US interest rate update: Fed tightens again

US rates rose by another 25 basis points at the Federal Open Market Committee’s March meeting as policymakers continued to take action to curb inflationary pressures.


  • The federal funds rate was raised to a range of 4.75% to 5%
  • Inflation is forecast to fall to 3.3% by the end of 2023
  • The Fed emphasised that the US banking system remained resilient

US rates rose by another 25 basis points at the Federal Open Market Committee’s (FOMC’s) March meeting  as policymakers continued to take action to curb inflationary pressures. This was the Federal Reserve’s (Fed’s) ninth  consecutive rate increase, which took the key federal funds rate to a range of 4.75% to 5%. Looking ahead, there are signs that US interest rates could be approaching their peak: Fed forecasts  suggest that the federal funds rate will end the year at 5.1%.
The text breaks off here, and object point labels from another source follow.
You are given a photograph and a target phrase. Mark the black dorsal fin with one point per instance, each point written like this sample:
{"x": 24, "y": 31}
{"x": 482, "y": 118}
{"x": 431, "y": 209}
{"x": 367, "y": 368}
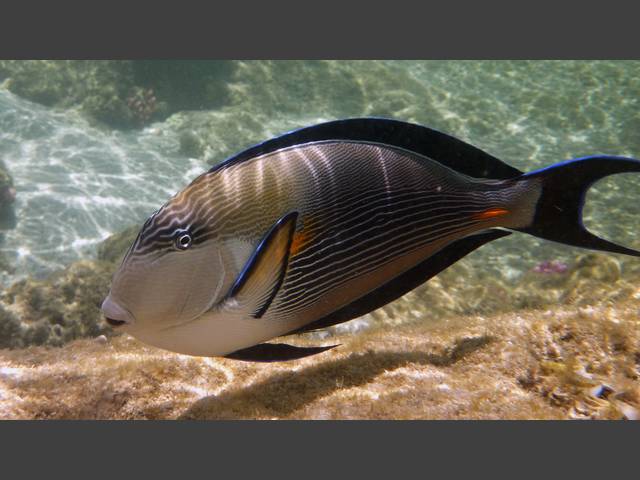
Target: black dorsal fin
{"x": 407, "y": 281}
{"x": 275, "y": 352}
{"x": 445, "y": 149}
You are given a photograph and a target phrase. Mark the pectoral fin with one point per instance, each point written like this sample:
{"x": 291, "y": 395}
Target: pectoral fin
{"x": 262, "y": 276}
{"x": 275, "y": 352}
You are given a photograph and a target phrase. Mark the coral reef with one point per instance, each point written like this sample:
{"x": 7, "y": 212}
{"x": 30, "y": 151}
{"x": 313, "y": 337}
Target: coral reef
{"x": 568, "y": 362}
{"x": 114, "y": 92}
{"x": 54, "y": 311}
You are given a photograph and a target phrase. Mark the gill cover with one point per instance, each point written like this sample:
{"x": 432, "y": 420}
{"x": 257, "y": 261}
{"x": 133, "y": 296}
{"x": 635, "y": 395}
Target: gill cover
{"x": 262, "y": 276}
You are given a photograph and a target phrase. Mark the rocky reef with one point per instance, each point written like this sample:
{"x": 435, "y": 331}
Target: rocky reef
{"x": 567, "y": 362}
{"x": 119, "y": 93}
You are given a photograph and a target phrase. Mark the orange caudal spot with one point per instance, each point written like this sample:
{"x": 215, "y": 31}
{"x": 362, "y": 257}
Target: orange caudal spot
{"x": 300, "y": 239}
{"x": 491, "y": 213}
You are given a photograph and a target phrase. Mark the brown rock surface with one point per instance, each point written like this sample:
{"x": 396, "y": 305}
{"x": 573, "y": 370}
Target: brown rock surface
{"x": 571, "y": 362}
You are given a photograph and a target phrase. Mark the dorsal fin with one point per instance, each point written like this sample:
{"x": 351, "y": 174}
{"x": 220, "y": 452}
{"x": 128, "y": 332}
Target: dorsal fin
{"x": 445, "y": 149}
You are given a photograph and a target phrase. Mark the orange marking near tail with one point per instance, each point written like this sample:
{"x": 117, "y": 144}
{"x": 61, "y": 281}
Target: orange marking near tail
{"x": 491, "y": 213}
{"x": 300, "y": 239}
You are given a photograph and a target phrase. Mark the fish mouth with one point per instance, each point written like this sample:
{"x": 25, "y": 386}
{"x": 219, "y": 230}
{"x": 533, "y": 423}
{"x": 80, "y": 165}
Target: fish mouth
{"x": 115, "y": 323}
{"x": 115, "y": 315}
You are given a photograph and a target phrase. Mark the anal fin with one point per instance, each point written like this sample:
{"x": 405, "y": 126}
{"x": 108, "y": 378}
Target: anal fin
{"x": 262, "y": 276}
{"x": 275, "y": 352}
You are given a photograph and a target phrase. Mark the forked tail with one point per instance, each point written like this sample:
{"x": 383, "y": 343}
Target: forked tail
{"x": 558, "y": 215}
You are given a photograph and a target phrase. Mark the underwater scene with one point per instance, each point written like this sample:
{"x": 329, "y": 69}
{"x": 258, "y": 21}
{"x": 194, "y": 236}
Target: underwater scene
{"x": 529, "y": 326}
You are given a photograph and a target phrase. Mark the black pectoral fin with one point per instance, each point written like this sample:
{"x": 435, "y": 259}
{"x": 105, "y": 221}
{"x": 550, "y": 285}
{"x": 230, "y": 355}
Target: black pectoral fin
{"x": 404, "y": 283}
{"x": 275, "y": 352}
{"x": 262, "y": 276}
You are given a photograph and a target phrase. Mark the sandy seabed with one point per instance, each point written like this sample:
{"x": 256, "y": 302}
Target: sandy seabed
{"x": 568, "y": 362}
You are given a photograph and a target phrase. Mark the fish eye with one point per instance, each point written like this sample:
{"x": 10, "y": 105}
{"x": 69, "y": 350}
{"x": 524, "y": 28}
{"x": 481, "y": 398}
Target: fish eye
{"x": 183, "y": 239}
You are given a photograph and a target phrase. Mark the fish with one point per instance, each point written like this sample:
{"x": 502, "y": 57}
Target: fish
{"x": 327, "y": 223}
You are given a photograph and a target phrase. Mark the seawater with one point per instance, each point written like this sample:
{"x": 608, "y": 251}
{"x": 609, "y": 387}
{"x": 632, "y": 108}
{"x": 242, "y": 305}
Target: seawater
{"x": 77, "y": 184}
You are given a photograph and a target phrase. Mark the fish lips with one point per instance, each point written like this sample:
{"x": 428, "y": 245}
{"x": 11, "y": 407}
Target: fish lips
{"x": 116, "y": 315}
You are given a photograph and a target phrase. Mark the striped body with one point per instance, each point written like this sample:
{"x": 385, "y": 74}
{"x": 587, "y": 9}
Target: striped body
{"x": 367, "y": 213}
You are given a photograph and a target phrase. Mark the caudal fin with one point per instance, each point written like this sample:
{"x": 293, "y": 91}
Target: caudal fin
{"x": 558, "y": 214}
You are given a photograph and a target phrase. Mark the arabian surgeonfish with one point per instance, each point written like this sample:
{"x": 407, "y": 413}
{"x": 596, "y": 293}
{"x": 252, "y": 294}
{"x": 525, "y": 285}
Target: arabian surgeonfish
{"x": 325, "y": 224}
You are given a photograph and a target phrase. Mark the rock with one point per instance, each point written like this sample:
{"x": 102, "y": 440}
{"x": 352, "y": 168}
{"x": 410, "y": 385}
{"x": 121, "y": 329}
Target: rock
{"x": 489, "y": 367}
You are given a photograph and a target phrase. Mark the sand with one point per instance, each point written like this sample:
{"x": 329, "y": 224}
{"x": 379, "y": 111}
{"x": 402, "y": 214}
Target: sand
{"x": 562, "y": 363}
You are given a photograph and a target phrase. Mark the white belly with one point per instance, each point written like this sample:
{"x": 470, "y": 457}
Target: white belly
{"x": 214, "y": 334}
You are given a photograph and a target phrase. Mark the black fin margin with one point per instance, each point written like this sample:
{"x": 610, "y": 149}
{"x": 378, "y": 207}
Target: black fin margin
{"x": 407, "y": 281}
{"x": 286, "y": 225}
{"x": 445, "y": 149}
{"x": 275, "y": 352}
{"x": 558, "y": 214}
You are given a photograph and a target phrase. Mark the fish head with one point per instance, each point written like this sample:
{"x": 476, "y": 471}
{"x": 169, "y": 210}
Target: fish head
{"x": 172, "y": 273}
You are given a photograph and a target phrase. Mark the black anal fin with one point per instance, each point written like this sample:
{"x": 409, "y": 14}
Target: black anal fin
{"x": 275, "y": 352}
{"x": 262, "y": 276}
{"x": 407, "y": 281}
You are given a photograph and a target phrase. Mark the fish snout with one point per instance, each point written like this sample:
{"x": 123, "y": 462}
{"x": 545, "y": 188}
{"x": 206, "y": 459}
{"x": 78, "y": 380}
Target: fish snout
{"x": 114, "y": 314}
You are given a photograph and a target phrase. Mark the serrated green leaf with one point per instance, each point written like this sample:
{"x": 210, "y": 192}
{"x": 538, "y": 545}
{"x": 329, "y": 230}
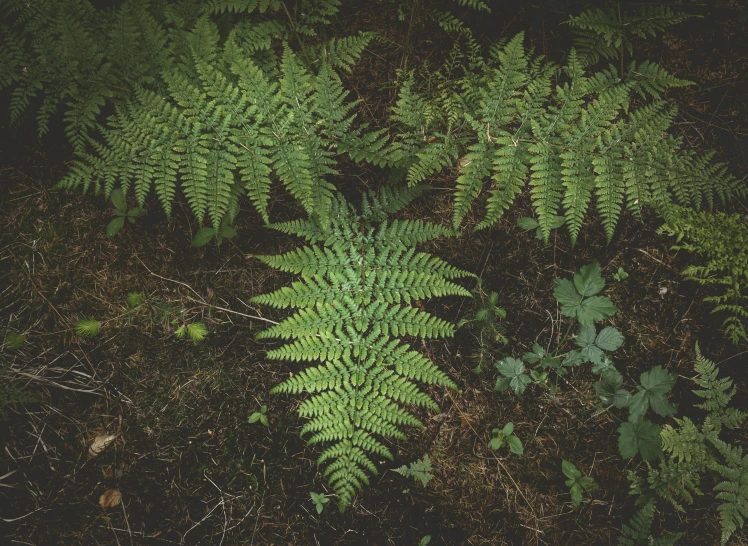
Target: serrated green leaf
{"x": 513, "y": 372}
{"x": 595, "y": 309}
{"x": 655, "y": 384}
{"x": 609, "y": 389}
{"x": 639, "y": 436}
{"x": 609, "y": 339}
{"x": 515, "y": 445}
{"x": 589, "y": 281}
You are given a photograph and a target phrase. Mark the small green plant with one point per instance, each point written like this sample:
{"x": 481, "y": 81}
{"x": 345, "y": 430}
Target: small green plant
{"x": 262, "y": 417}
{"x": 620, "y": 275}
{"x": 319, "y": 500}
{"x": 87, "y": 327}
{"x": 419, "y": 471}
{"x": 576, "y": 482}
{"x": 484, "y": 324}
{"x": 506, "y": 436}
{"x": 120, "y": 210}
{"x": 195, "y": 331}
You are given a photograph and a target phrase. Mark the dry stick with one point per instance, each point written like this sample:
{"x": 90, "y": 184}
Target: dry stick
{"x": 201, "y": 301}
{"x": 62, "y": 320}
{"x": 497, "y": 459}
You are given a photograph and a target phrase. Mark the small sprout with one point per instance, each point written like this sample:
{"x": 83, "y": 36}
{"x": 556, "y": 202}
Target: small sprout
{"x": 197, "y": 331}
{"x": 135, "y": 299}
{"x": 260, "y": 416}
{"x": 87, "y": 327}
{"x": 506, "y": 436}
{"x": 319, "y": 500}
{"x": 577, "y": 483}
{"x": 620, "y": 275}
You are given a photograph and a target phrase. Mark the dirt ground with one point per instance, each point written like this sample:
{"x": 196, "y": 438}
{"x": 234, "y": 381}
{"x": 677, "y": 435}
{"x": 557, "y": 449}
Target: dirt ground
{"x": 189, "y": 466}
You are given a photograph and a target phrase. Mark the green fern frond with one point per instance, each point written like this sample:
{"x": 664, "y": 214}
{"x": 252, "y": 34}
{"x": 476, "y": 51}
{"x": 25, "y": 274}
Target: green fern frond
{"x": 353, "y": 305}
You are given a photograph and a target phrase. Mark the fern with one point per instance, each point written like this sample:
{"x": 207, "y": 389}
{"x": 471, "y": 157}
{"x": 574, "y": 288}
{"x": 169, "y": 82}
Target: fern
{"x": 354, "y": 301}
{"x": 226, "y": 128}
{"x": 576, "y": 140}
{"x": 693, "y": 449}
{"x": 608, "y": 32}
{"x": 719, "y": 240}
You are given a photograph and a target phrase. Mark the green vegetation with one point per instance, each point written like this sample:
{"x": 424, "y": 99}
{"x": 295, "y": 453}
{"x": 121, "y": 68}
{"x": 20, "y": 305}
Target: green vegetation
{"x": 462, "y": 197}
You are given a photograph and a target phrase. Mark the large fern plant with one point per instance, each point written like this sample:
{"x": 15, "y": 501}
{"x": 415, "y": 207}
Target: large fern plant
{"x": 355, "y": 300}
{"x": 514, "y": 121}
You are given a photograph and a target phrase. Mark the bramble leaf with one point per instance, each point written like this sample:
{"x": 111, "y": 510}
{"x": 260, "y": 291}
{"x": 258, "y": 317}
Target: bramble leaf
{"x": 639, "y": 436}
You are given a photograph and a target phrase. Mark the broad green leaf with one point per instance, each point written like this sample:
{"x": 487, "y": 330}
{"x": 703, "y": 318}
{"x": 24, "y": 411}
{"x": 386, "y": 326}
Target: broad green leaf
{"x": 514, "y": 376}
{"x": 588, "y": 281}
{"x": 595, "y": 309}
{"x": 576, "y": 494}
{"x": 609, "y": 389}
{"x": 228, "y": 232}
{"x": 639, "y": 436}
{"x": 515, "y": 445}
{"x": 655, "y": 384}
{"x": 537, "y": 353}
{"x": 118, "y": 200}
{"x": 203, "y": 237}
{"x": 609, "y": 339}
{"x": 570, "y": 470}
{"x": 586, "y": 336}
{"x": 114, "y": 226}
{"x": 527, "y": 223}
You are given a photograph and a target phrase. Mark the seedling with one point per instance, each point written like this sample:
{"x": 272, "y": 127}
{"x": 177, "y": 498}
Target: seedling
{"x": 121, "y": 213}
{"x": 577, "y": 483}
{"x": 506, "y": 436}
{"x": 262, "y": 417}
{"x": 318, "y": 499}
{"x": 620, "y": 275}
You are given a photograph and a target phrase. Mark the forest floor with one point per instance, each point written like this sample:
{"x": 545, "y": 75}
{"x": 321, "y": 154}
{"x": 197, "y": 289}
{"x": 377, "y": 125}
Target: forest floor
{"x": 189, "y": 466}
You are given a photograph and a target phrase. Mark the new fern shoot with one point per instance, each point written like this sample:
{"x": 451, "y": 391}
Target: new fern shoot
{"x": 354, "y": 304}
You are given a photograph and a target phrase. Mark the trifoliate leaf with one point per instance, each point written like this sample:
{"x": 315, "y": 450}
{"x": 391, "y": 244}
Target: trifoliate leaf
{"x": 609, "y": 389}
{"x": 603, "y": 365}
{"x": 655, "y": 384}
{"x": 535, "y": 356}
{"x": 595, "y": 309}
{"x": 609, "y": 339}
{"x": 514, "y": 376}
{"x": 588, "y": 281}
{"x": 639, "y": 436}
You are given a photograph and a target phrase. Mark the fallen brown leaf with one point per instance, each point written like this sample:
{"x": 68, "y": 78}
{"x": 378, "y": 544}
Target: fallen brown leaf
{"x": 110, "y": 498}
{"x": 100, "y": 443}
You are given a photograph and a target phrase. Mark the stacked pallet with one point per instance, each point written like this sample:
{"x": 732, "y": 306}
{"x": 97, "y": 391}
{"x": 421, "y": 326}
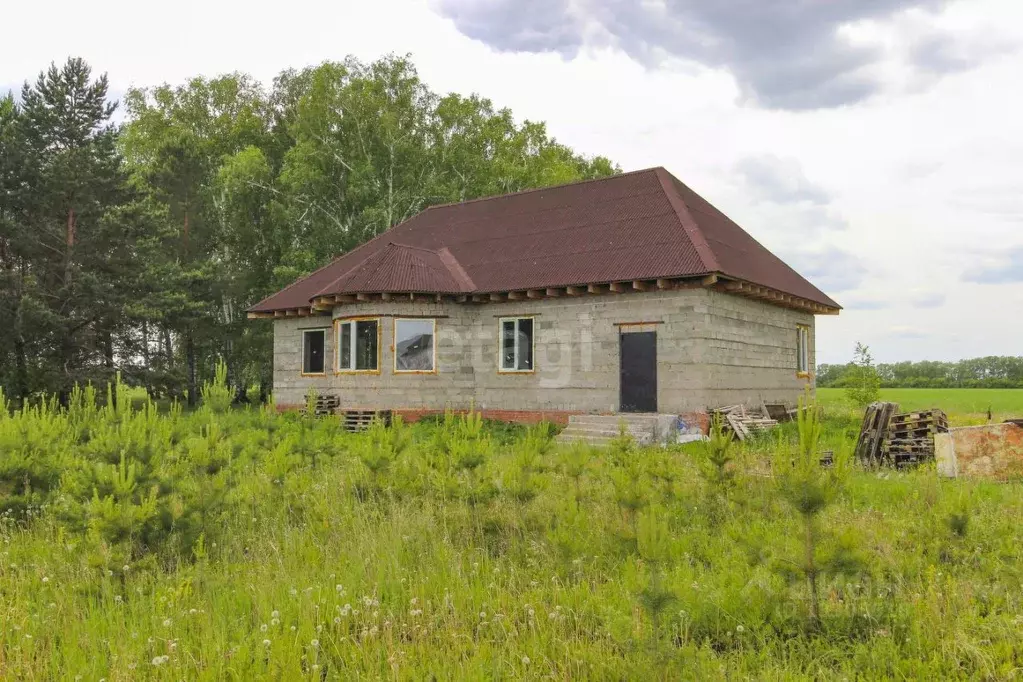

“We have to bring down inflation to 2%”
(Fed Chair Jerome Powell)

Fed Chair Powell  insisted that the need to cool inflation remained paramount, saying: “We have to bring down inflation to 2% … There are real costs to bringing it down to 2% but the cost of failing is much higher”. The annualised rate of consumer price inflation in the US eased from 6.4%  to 6%  in February, and inflation is forecast to fall to 3.3%  by the end of the year. 

Chair Powell  acknowledged that the recent collapse of Silicon Valley Bank (SVB) and Signature Bank in the US could hamper economic growth in the near term, commenting: “Events in the banking system … are likely to result in tighter credit conditions for households and businesses”. Nevertheless, the central bank emphasised that the US banking system remained “sound and resilient”. The Fed downgraded its expectations for economic growth this year from 0.5% to 0.4% in 2023 and from 1.6% to 1.2% in 2024.